1) Body parts having a life of their own, e.g. hands moving without being connected to a person?
2) The chapters being related but independent of each other?

I am assuming the former, but would welcome an opinion.
 
Needs more context. It could be an editorial critique of a narrative oddity, or it could be a comment on chaptering. What are the words around the comment? Surely they'll clarify the meaning?
 
It was still quite vague

Beyond that, there are basic editing issues such as IBPs (independent body parts), head-hopping (which is changes of point of view in the same scene, and other general punctuation issues. If the story were exactly right for us, we'd work through those types of things with you or have to you some pre-editing, but as mentioned, that isn't the case.
 
It was still quite vague

Beyond that, there are basic editing issues such as IBPs (independent body parts), head-hopping (which is changes of point of view in the same scene, and other general punctuation issues. If the story were exactly right for us, we'd work through those types of things with you or have to you some pre-editing, but as mentioned, that isn't the case.
If they're talking about those things, I'd say the problem is in the description of limbs acting without apparent connection to the limb owner - but they're also saying (in the last sentence) that they're not interested in the story anyway.
 
If they're talking about those things, I'd say the problem is in the description of limbs acting without apparent connection to the limb owner - but they're also saying (in the last sentence) that they're not interested in the story anyway.

This. ALL of this.
 
If they're talking about those things, I'd say the problem is in the description of limbs acting without apparent connection to the limb owner - but they're also saying (in the last sentence) that they're not interested in the story anyway.
Yep, I know they're not interested, but I wanted to understand the feedback anyway
 
If they're talking about those things, I'd say the problem is in the description of limbs acting without apparent connection to the limb owner - but they're also saying (in the last sentence) that they're not interested in the story anyway.
Yeah, this. It'd be things like "my eyes watched him, my tongue licked her".

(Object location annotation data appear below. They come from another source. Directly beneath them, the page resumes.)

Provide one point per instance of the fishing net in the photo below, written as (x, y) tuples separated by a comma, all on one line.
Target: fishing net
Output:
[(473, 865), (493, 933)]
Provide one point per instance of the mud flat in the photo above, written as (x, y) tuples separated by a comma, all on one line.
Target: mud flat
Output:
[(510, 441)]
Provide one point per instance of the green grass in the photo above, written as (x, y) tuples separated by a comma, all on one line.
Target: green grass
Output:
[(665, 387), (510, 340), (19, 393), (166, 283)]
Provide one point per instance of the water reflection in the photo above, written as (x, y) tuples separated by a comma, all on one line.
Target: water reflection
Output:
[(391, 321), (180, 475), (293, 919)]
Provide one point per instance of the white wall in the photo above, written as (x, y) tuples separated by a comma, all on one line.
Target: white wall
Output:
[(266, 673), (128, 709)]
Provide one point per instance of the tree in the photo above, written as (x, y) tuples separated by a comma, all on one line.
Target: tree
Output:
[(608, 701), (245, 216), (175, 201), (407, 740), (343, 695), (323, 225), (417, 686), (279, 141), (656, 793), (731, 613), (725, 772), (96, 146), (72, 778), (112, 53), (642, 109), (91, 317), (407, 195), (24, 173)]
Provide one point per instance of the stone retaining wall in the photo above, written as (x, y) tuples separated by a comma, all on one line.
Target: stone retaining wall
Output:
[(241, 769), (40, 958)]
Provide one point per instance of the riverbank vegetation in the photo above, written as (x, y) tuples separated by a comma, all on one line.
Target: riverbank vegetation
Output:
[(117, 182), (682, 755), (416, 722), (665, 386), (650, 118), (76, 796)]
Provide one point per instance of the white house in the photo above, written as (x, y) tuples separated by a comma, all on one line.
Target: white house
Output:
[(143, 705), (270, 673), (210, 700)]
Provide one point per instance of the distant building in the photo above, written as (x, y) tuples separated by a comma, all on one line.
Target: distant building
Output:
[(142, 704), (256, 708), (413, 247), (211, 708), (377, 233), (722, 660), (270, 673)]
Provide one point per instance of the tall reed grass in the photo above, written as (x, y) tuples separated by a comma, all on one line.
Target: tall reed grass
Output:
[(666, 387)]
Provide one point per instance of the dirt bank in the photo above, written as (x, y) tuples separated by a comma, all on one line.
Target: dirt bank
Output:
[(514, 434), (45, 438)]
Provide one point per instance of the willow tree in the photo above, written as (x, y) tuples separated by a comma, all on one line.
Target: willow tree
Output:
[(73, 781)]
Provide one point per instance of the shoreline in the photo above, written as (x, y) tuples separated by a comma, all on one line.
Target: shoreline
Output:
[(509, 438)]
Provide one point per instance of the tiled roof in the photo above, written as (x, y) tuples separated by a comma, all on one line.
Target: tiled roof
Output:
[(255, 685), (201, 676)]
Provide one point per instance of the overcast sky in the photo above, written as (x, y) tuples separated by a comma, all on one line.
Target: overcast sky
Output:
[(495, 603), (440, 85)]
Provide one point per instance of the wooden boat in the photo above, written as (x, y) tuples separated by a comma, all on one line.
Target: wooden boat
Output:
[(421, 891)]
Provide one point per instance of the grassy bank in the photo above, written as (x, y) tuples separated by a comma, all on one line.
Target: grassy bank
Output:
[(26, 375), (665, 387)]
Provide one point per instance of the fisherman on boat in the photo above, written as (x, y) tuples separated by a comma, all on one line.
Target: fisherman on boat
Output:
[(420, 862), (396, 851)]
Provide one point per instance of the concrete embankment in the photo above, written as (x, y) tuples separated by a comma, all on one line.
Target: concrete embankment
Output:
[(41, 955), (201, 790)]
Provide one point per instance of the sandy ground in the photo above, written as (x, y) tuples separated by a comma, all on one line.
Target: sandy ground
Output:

In small doses it can work as an affectation, or when the action is genuinely involuntary. But in larger doses it becomes a problem, unless you're writing something like Barker's The Body Politic.
 
Cool... I've read your link with my eyes, and will try to remember in my mind, when I next type out a story with my fingers. Thank you so much... nice one :)
I loved that post with my heart so much I nearly came out of my penis.